I am currently in primary care/ clinic aka Community Health/Public Health- I can foresee the same thing happening. 45 million people without health insurance( both with jobs and without jobs), illnesses being left go in lieu of more pressing priorities- food and shelter, when sx's become so bad it's off to the ED for care. The move in this country( Dept of Human Services and the Obamacare ACA) is to get these patients into the community health centers and out of the ED. The stop clogging up expensive ED resourses. What that does to the acuity level of the patient population, they come in with a more progressed stage of an illness- example: Hypertension. These community centers have been staffed in the past with LPN's and MA's. The pace used to be less stressed, patients less acute, essentially well walkie talkies. Now: These patients are requiring mega rounds of patient teaching( low literacy levels, over stressed families and care givers, cultural/ language barriers), case managment( increase in child abuse and neglect, doesn't understand the navigation through the healthcare system or lack the fincancial resources to get them there), disease managment( lack of disease process and medication action understanding, failure to see the relevence, lack of priority on dz control/noncompliance and again , lack of funds) and triage- these are RN responsibilities.
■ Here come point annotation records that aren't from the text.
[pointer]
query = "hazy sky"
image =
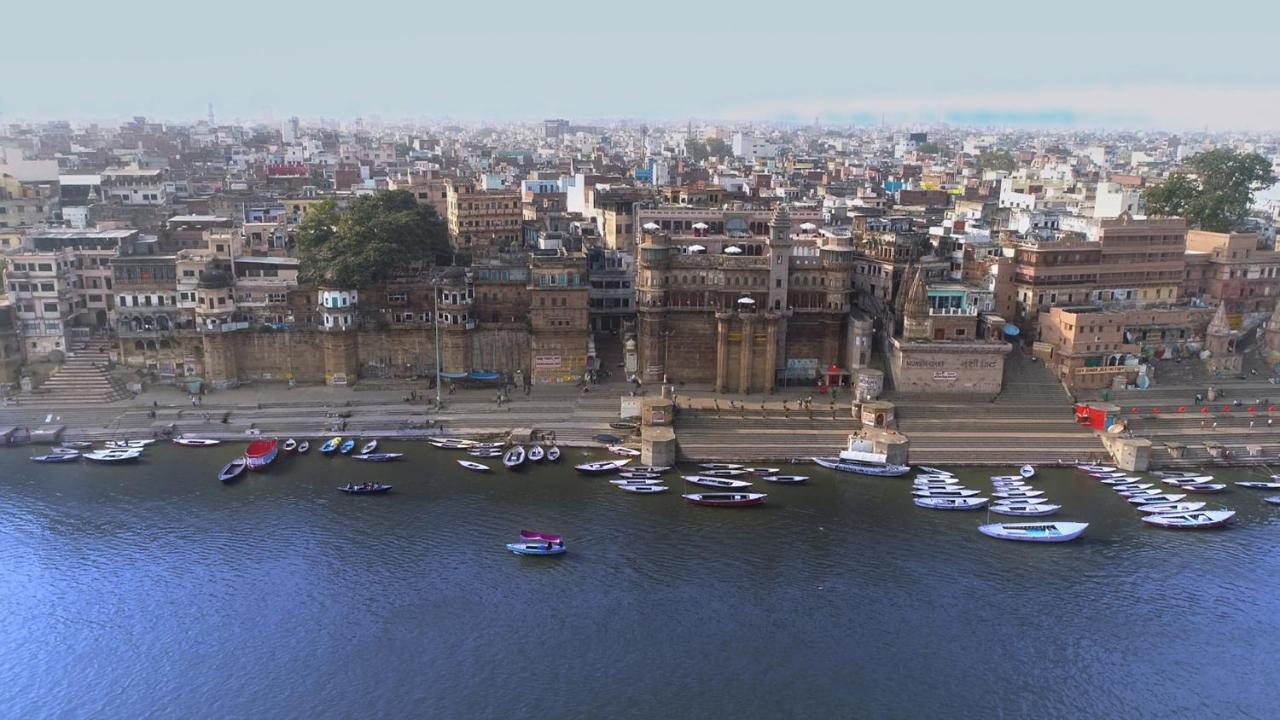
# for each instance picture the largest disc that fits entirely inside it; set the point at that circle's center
(1084, 63)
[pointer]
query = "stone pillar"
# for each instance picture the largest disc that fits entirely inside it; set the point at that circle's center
(721, 351)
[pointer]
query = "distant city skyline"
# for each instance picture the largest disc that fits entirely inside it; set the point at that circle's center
(1101, 64)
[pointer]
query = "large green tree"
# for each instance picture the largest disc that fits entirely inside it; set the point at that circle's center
(1217, 191)
(364, 242)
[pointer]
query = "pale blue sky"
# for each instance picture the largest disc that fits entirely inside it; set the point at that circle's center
(1086, 62)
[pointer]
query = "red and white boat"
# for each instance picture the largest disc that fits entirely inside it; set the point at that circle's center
(726, 499)
(261, 452)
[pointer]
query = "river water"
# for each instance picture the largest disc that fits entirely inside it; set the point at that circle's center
(152, 591)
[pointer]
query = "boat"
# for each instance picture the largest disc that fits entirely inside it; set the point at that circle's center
(232, 470)
(1128, 487)
(56, 458)
(1024, 509)
(196, 442)
(786, 479)
(1151, 499)
(365, 488)
(600, 466)
(1034, 532)
(1159, 507)
(378, 456)
(944, 492)
(1257, 484)
(124, 455)
(1191, 520)
(950, 502)
(716, 482)
(1205, 488)
(859, 456)
(261, 452)
(513, 458)
(723, 473)
(644, 488)
(1019, 493)
(726, 499)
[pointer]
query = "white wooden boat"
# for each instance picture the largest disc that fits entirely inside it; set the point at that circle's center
(1198, 519)
(1034, 532)
(950, 502)
(1157, 507)
(723, 483)
(1165, 497)
(1025, 510)
(944, 492)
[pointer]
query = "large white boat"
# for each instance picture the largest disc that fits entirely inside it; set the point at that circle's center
(859, 456)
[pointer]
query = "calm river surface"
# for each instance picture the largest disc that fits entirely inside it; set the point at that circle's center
(152, 591)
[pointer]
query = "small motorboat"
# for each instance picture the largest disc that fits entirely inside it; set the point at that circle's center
(1034, 532)
(378, 456)
(1203, 488)
(644, 488)
(944, 492)
(600, 466)
(950, 502)
(726, 499)
(232, 470)
(364, 488)
(716, 482)
(1159, 507)
(513, 458)
(114, 455)
(196, 442)
(56, 458)
(1024, 510)
(1257, 484)
(1018, 493)
(1198, 519)
(657, 469)
(1151, 499)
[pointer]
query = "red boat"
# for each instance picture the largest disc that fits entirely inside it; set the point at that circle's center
(726, 499)
(261, 452)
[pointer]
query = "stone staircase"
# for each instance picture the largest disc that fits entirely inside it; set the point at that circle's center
(82, 379)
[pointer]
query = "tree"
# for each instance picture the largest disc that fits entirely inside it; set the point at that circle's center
(375, 233)
(1217, 192)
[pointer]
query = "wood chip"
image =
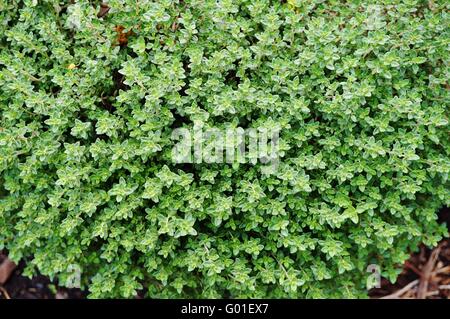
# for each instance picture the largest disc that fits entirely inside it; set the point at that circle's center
(6, 269)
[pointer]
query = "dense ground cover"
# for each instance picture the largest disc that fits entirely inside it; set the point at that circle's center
(90, 97)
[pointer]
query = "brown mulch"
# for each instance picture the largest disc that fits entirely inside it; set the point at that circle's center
(426, 275)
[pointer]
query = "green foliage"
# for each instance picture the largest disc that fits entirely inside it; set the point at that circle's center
(360, 91)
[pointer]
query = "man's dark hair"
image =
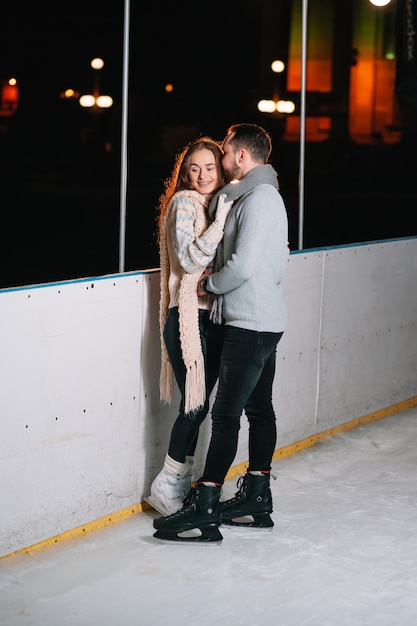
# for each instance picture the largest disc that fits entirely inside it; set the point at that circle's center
(253, 138)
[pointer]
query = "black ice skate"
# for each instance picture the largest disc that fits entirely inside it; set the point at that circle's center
(197, 522)
(251, 505)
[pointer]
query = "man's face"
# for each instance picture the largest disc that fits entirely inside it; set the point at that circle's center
(230, 161)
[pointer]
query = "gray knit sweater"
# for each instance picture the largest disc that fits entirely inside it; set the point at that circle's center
(251, 260)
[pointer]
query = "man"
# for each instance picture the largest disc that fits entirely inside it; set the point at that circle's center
(250, 266)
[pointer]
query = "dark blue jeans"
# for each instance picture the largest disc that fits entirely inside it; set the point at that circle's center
(184, 432)
(246, 375)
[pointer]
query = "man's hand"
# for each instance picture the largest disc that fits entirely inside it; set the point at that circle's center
(223, 210)
(200, 291)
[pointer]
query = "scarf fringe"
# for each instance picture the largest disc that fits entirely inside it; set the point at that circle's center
(166, 382)
(216, 310)
(195, 386)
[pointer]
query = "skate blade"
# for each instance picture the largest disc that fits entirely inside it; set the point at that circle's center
(256, 522)
(204, 536)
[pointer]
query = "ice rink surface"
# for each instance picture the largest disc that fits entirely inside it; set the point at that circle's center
(343, 552)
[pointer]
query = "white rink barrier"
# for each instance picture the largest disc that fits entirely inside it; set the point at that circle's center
(83, 431)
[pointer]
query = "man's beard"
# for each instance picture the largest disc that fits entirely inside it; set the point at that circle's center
(233, 173)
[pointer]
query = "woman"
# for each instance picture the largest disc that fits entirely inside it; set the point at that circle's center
(190, 342)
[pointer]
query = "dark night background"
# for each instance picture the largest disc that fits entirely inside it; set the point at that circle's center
(59, 187)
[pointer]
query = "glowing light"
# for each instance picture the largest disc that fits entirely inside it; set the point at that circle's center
(277, 66)
(266, 106)
(104, 102)
(97, 64)
(380, 3)
(285, 106)
(87, 101)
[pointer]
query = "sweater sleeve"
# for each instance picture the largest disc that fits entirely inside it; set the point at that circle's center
(193, 253)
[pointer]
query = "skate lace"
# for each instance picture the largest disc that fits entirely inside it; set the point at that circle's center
(241, 481)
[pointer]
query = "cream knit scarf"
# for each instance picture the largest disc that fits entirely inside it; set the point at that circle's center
(195, 387)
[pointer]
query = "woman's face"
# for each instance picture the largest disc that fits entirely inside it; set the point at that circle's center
(203, 171)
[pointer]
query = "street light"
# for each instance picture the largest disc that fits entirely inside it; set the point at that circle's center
(96, 100)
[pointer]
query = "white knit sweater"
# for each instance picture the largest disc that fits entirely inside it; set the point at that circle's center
(187, 247)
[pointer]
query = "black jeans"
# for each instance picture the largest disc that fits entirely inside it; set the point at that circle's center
(247, 371)
(184, 432)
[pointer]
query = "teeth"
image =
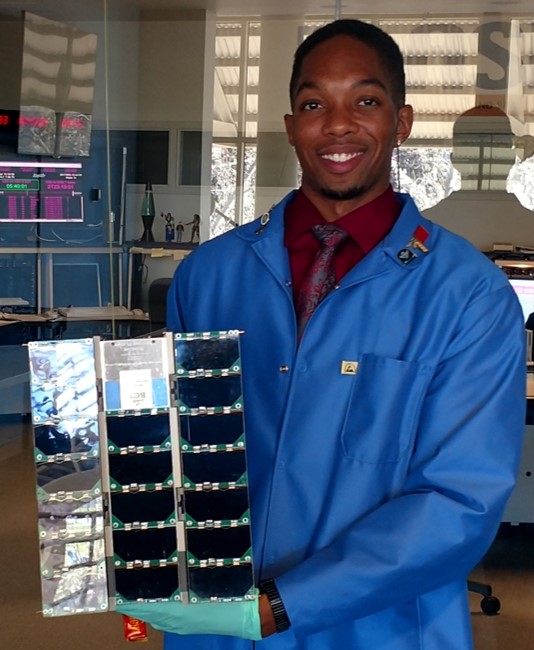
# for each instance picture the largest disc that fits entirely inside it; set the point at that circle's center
(340, 157)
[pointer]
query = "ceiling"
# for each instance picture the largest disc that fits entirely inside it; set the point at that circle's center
(93, 9)
(352, 7)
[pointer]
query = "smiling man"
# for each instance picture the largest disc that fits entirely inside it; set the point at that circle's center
(384, 381)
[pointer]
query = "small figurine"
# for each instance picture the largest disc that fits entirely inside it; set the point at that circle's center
(179, 232)
(195, 230)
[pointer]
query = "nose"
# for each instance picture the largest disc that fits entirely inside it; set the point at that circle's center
(340, 121)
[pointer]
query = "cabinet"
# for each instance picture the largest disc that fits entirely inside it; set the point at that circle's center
(47, 277)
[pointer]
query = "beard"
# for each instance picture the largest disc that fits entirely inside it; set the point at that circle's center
(342, 195)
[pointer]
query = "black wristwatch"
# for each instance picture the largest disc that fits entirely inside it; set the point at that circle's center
(281, 618)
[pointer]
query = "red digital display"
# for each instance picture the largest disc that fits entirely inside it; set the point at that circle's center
(40, 191)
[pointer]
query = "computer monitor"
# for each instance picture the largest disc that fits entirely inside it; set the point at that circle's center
(46, 191)
(524, 288)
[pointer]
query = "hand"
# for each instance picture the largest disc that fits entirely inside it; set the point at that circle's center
(239, 619)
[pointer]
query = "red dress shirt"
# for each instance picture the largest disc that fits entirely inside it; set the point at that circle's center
(366, 226)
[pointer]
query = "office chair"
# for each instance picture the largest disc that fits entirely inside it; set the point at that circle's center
(490, 604)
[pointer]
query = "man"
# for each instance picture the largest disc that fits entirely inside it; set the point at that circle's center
(383, 432)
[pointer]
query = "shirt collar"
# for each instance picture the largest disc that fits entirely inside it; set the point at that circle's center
(366, 225)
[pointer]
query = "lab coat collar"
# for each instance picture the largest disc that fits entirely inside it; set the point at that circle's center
(407, 245)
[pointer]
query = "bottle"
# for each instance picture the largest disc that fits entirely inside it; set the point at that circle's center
(148, 212)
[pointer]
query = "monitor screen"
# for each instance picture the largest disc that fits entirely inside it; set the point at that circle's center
(48, 192)
(524, 289)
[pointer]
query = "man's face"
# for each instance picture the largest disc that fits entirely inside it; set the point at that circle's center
(345, 125)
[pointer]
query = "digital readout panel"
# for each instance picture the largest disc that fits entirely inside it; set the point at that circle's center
(41, 191)
(141, 471)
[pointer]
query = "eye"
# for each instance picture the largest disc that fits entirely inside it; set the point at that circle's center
(311, 105)
(368, 101)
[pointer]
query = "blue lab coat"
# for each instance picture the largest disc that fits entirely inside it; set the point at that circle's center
(372, 494)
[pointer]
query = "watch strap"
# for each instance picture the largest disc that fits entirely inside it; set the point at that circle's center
(281, 618)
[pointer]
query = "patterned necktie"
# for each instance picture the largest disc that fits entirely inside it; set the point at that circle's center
(321, 278)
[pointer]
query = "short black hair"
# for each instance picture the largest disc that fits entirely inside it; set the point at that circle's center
(388, 52)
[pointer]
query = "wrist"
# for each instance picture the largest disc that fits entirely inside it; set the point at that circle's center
(273, 614)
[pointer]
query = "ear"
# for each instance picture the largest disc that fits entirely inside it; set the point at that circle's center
(404, 122)
(288, 121)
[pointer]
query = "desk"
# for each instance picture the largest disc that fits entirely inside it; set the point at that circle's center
(520, 506)
(44, 266)
(155, 251)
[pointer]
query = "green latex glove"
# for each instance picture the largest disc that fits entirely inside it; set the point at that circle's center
(240, 618)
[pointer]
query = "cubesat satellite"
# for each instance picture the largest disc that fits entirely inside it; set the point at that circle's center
(141, 471)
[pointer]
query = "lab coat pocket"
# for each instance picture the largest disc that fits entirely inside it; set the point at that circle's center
(383, 409)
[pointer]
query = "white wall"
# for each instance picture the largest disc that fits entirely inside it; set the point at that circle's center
(485, 217)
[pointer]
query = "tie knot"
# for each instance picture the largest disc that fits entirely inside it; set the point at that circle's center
(330, 235)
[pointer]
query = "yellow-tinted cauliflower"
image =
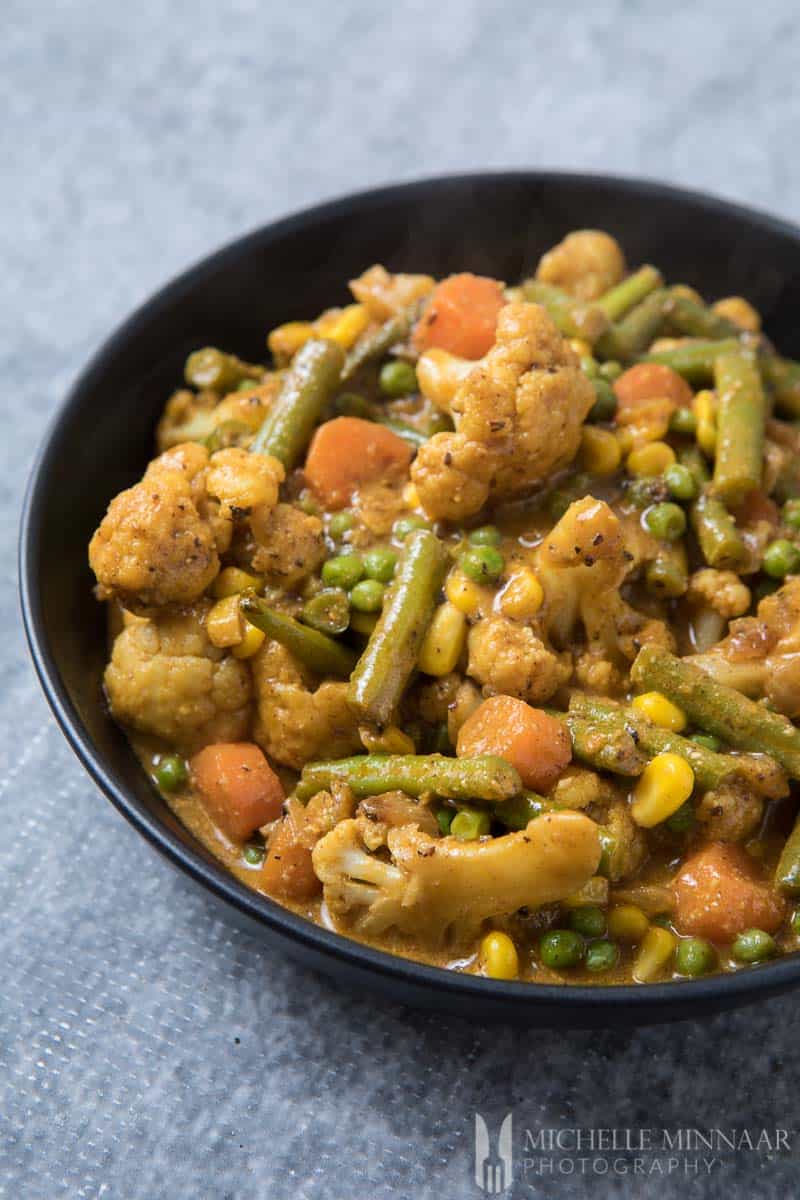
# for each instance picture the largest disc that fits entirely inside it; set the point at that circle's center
(167, 679)
(585, 264)
(518, 417)
(298, 721)
(160, 540)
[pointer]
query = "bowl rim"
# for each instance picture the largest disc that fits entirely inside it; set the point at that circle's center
(573, 1000)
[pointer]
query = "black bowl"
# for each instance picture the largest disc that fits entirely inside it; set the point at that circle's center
(493, 223)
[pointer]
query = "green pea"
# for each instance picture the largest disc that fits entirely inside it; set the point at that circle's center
(329, 611)
(350, 403)
(680, 481)
(170, 772)
(397, 379)
(444, 820)
(588, 921)
(792, 514)
(683, 421)
(695, 957)
(605, 405)
(781, 558)
(601, 957)
(468, 825)
(560, 948)
(483, 564)
(379, 564)
(611, 370)
(340, 523)
(683, 821)
(666, 521)
(367, 595)
(707, 741)
(753, 946)
(404, 526)
(343, 571)
(486, 535)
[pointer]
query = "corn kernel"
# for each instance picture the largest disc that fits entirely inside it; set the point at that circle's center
(251, 642)
(344, 327)
(627, 923)
(522, 597)
(499, 958)
(665, 784)
(284, 341)
(224, 624)
(444, 641)
(600, 450)
(389, 741)
(655, 953)
(650, 460)
(660, 711)
(465, 595)
(232, 580)
(740, 312)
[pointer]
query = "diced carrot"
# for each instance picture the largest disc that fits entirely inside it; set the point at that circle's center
(462, 316)
(288, 871)
(347, 451)
(238, 787)
(531, 741)
(720, 893)
(651, 381)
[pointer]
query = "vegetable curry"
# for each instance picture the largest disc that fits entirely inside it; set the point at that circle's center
(469, 624)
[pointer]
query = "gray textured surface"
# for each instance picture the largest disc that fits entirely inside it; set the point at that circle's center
(148, 1049)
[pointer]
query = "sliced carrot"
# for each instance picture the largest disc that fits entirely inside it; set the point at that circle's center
(531, 741)
(347, 451)
(462, 316)
(720, 893)
(288, 871)
(238, 787)
(651, 381)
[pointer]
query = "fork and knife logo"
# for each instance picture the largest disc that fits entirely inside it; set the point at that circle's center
(493, 1167)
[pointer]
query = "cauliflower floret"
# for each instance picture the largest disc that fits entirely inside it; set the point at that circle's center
(437, 885)
(295, 721)
(160, 540)
(585, 264)
(289, 545)
(167, 679)
(509, 659)
(245, 481)
(384, 295)
(518, 418)
(721, 591)
(761, 655)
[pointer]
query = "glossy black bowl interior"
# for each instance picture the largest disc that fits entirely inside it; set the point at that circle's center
(103, 436)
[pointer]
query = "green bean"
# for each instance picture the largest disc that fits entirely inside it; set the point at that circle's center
(630, 292)
(310, 384)
(390, 655)
(323, 654)
(715, 529)
(222, 372)
(739, 454)
(693, 360)
(721, 711)
(632, 335)
(571, 317)
(783, 378)
(482, 778)
(692, 319)
(787, 873)
(377, 345)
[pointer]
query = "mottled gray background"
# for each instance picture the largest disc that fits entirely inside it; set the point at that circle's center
(149, 1049)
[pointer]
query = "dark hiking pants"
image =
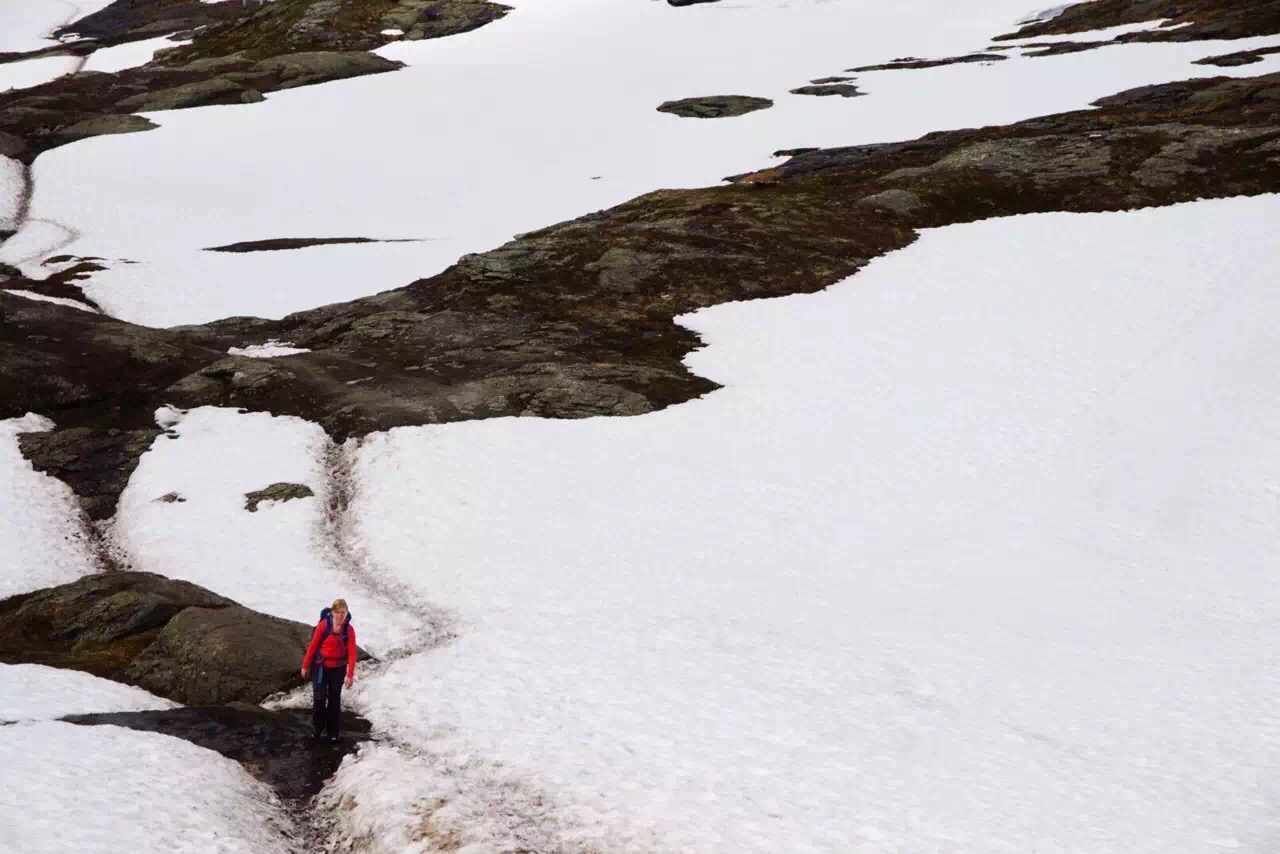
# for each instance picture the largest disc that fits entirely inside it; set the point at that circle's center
(327, 699)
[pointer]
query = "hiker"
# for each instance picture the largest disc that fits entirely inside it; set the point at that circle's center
(333, 654)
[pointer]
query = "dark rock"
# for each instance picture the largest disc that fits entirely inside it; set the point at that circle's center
(1242, 58)
(289, 243)
(172, 638)
(274, 747)
(716, 106)
(275, 492)
(842, 90)
(99, 624)
(912, 62)
(208, 656)
(96, 465)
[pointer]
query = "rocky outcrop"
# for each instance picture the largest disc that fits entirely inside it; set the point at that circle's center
(576, 319)
(1184, 19)
(716, 106)
(841, 90)
(172, 638)
(274, 747)
(275, 492)
(912, 62)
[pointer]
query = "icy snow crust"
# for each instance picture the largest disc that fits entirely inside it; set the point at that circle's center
(544, 115)
(960, 560)
(33, 692)
(110, 790)
(42, 538)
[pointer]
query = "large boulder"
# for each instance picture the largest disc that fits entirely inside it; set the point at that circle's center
(172, 638)
(206, 656)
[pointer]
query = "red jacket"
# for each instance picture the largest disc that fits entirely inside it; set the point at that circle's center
(334, 649)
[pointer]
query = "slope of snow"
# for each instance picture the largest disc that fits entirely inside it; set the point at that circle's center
(974, 553)
(33, 72)
(12, 187)
(40, 520)
(544, 115)
(33, 692)
(110, 790)
(279, 558)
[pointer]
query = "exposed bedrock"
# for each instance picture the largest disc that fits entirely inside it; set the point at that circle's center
(576, 319)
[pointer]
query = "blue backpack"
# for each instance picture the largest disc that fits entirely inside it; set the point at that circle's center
(327, 615)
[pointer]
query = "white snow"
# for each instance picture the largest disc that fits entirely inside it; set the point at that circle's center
(270, 350)
(110, 790)
(33, 72)
(128, 55)
(40, 520)
(60, 301)
(973, 553)
(568, 91)
(33, 692)
(278, 560)
(12, 186)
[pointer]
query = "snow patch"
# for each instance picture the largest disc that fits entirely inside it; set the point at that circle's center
(270, 350)
(35, 692)
(110, 790)
(40, 520)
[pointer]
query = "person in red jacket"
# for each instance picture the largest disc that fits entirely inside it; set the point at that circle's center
(332, 653)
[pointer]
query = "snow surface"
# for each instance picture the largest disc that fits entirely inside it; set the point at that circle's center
(35, 692)
(961, 560)
(280, 558)
(270, 350)
(40, 520)
(12, 186)
(41, 297)
(109, 790)
(128, 55)
(570, 86)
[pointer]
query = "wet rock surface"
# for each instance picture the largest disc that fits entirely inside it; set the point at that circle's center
(274, 747)
(576, 319)
(714, 106)
(841, 90)
(913, 63)
(172, 638)
(275, 492)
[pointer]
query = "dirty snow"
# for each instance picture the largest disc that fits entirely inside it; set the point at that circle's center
(961, 558)
(278, 560)
(112, 790)
(576, 100)
(35, 692)
(40, 520)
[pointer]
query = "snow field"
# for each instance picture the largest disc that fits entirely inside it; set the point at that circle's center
(278, 560)
(972, 553)
(40, 520)
(568, 126)
(118, 791)
(35, 692)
Regulations are in place that stipulate this- especially the triage( the sorting out of patients according to sx's and resourses needed for care. assigning a numbered level of acuity based on severity of illness---RN only) because of the liability and the depth of decision making required ( the extensive educational backround in pathophysiology, pharmacology) that goes along with the triage. and for it to be done in a managed care environment. The role and performance of these roles are very complex and multifacited- this is not in the MA or LPN domain. and requires a heftey/extensive educational backround. I have had LPN's and receptionists get into battles with me over this- they have been doing the triage in the past- Well- life has changed. In view of the now regulations, management has said: Stop doing it. Not your job description according to the law". I can see if this becomes too much of a battle between RN and LPN- LPN's will be phased out of the clinic setting also.